The live spec at https://api2.rhombussystems.com/api/openapi/public.json covers most of the Rhombus API, but not all of it. Some flows — particularly the OAuth browser-login flow used by the Rhombus CLI and third-party apps — require endpoints on different hosts that are not exposed in the spec:
  • https://auth.rhombussystems.com/oauth/token — OAuth token exchange (not in spec)
  • https://console.rhombussystems.com/login?type=oauth&... — OAuth authorization URL (not in spec)
  • POST /api/integrations/org/submitApiTokenApplication — API-key minting (the spec only has the deprecated /api/integrations/submitApiTokenApplication without /org/)
  • POST /api/partner/submitApiTokenApplication — partner-side equivalent (not in spec)
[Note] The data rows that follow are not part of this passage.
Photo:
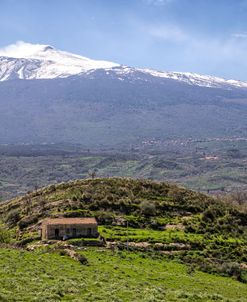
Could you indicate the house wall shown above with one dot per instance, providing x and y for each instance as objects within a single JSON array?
[{"x": 71, "y": 231}]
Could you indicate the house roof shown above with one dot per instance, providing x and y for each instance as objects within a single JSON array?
[{"x": 87, "y": 220}]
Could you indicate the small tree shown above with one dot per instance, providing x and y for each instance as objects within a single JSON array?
[
  {"x": 148, "y": 208},
  {"x": 12, "y": 218}
]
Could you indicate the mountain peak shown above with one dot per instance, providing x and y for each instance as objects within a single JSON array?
[{"x": 39, "y": 61}]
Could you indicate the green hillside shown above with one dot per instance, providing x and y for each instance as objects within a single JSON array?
[{"x": 164, "y": 243}]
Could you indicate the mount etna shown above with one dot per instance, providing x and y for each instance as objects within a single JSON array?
[{"x": 52, "y": 96}]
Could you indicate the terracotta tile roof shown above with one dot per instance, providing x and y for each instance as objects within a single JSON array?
[{"x": 88, "y": 220}]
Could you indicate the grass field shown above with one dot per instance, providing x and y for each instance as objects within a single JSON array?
[{"x": 109, "y": 276}]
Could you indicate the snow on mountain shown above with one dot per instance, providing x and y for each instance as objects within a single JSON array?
[{"x": 36, "y": 61}]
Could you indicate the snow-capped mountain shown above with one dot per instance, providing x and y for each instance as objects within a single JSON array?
[
  {"x": 104, "y": 104},
  {"x": 35, "y": 61}
]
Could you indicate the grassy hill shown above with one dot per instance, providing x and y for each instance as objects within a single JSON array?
[{"x": 165, "y": 240}]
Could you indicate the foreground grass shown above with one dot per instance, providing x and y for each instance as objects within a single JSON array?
[{"x": 119, "y": 276}]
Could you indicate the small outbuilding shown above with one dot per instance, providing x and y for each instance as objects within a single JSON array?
[{"x": 65, "y": 228}]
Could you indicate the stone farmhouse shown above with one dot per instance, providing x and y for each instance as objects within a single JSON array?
[{"x": 65, "y": 228}]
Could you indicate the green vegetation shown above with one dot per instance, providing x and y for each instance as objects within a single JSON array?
[
  {"x": 165, "y": 231},
  {"x": 207, "y": 166},
  {"x": 109, "y": 276}
]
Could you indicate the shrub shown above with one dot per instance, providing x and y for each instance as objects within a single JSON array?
[
  {"x": 12, "y": 218},
  {"x": 4, "y": 236},
  {"x": 148, "y": 208}
]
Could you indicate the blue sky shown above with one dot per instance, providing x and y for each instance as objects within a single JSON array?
[{"x": 203, "y": 36}]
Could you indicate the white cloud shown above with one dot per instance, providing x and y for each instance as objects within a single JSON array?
[
  {"x": 158, "y": 2},
  {"x": 165, "y": 32},
  {"x": 20, "y": 49},
  {"x": 240, "y": 35}
]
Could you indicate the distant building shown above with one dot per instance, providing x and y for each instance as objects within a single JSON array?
[{"x": 65, "y": 228}]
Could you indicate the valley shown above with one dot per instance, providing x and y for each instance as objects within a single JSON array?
[{"x": 211, "y": 166}]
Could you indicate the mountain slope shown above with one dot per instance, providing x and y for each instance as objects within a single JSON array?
[
  {"x": 172, "y": 220},
  {"x": 36, "y": 61},
  {"x": 72, "y": 99}
]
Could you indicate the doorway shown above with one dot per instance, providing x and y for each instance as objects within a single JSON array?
[{"x": 56, "y": 233}]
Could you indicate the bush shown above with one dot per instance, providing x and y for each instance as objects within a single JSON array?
[
  {"x": 4, "y": 236},
  {"x": 12, "y": 218},
  {"x": 147, "y": 208}
]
When documenting auth, identity, or multi-host flows, the Rhombus CLI source is the authoritative secondary reference: https://github.com/RhombusSystems/rhombus-cli — in particular cmd/login.go walks the full OAuth flow. The oauth-authentication.mdx guide was written from that source and should be updated alongside any CLI changes. Don’t invent endpoints. If a flow isn’t in the spec and the CLI doesn’t exercise it (e.g., OAuth refresh-token exchange), document the supported alternative rather than guessing.